6. Amme alacakları için tatbik edilen hacizlerden önce bir rehinli alacağın bulunması halinde, amme alacağının rehinden önceki hacze iştirak edebilmesi için, bu alacağın genel bütçeye gelir kaydedilen vergi, resim, harç ile vergi cezaları ve bunlara bağlı zam ve faizlerden olması gerekmektedir.
7. Ecrimisil ve İdari para cezaları genel bütçe geliri olmakla birlikte, genel bütçeye gelir kaydedilen vergi, resim, harç ile vergi cezası ve bunlara bağlı zam ve faiz alacaklarından değildir. Bu nedenle rehinli alacaktan önce olan hacze iştirak etmesi mümkün bulunmamaktadır.

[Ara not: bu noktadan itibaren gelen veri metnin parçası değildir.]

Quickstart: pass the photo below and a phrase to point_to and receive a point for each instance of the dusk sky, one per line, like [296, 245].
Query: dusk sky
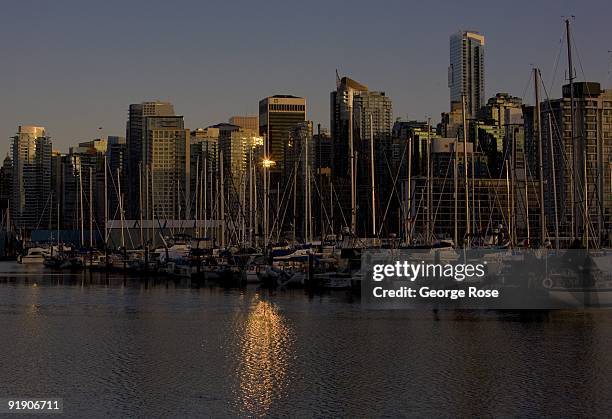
[74, 66]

8. SGK prim alacağı genel bütçeye gelir kaydedilen vergi, resim, harç ile vergi cezaları ve bunlara bağlı zam ve faizlerden değildir. Bu nedenle rehinli alacaktan önce olan hacze iştirak etmesi mümkün bulunmamaktadır.
9. Hacizli malların alacaklı tahsil dairelerince satılması halinde, satılan malın bedeli tahsil edildikten ve itiraz süreleri geçtikten sonra satışı yapan tahsil dairelerinin alacaklılara pay dağıtımı sonucunu beklemeksizin, satılan malı alıcıya teslim etmesi gerekmektedir.
Diğer taraftan, satılan malın tescile tabi bir mal olması halinde, alıcı adına tescili için malın sicil kaydının tutulduğu ilgili sicillere durumun bildirilmesi ve bu bildirimde malın üzerindeki tüm takyidatların kaldırılmasının istenmesi icap etmektedir.
Sonuç
6183 Sayılı Kanunun 21. Maddesi kapsamında rüçhan hakkından bahsedebilmek için; haczin üçüncü şahıslarca yapılmış olması, hacze iştirakin üçüncü şahıslardan sonra yapılmış olması, hacizli malların paraya çevrilmemiş olması ve hacze iştirak edecek amme alacaklarının 6183 sayılı A.A.T.U.H.K. kapsamında bulunması gerekmektedir.
Son düzenlemeler çerçevesinde rehinden önce üçüncü şahsın haczinin olmaması halinde gümrük resmi, bina ve arazi vergisi gibi eşya ve gayrimenkulün aynından doğan amme alacakları o eşya ve gayrimenkul bedelinden tahsilinde rehinli alacaklardan sonra gelir.
Özetle takip masrafları, haciz, paraya çevirme ve paylaştırma masrafları öncelikle ayrılır. Kalan tutarın dağıtımdaki sıralaması rehin olup olmadığı, rehinden önce haciz bulunup bulunmadığı, malın aynından kaynaklı alacağın olup olmadığı ile bu amme alacağının hacizli olup olmadığı, amme alacağının genel bütçeye gelir kaydedilen vergi, resim, harç ile vergi cezaları ve bunlara bağlı zam ve faizler olup olmadığı hususlarına göre değişir.
Kaynakça:
– 6183 Sayılı Amme Alacaklarının Tahsil Usulü Hakkında Kanun,
– 2004 Sayılı İcra ve İflas Kanunu,
– 4721 Sayılı Türk Medeni Kanunu,
– 3065 Sayılı Katma Değer Vergisi Kanunu,
– Tahsilat Genel Tebliği Seri: A Sıra No: 1,
– 2007/4 Seri Nolu Tahsilat İç Genelgesi,
– TÜRMOB Mevzuat Sirküleri (18.06.2018/105-1),
– Danıştay 9.Daire 30.03.1994 Tarihli 1580 Sayılı Karar.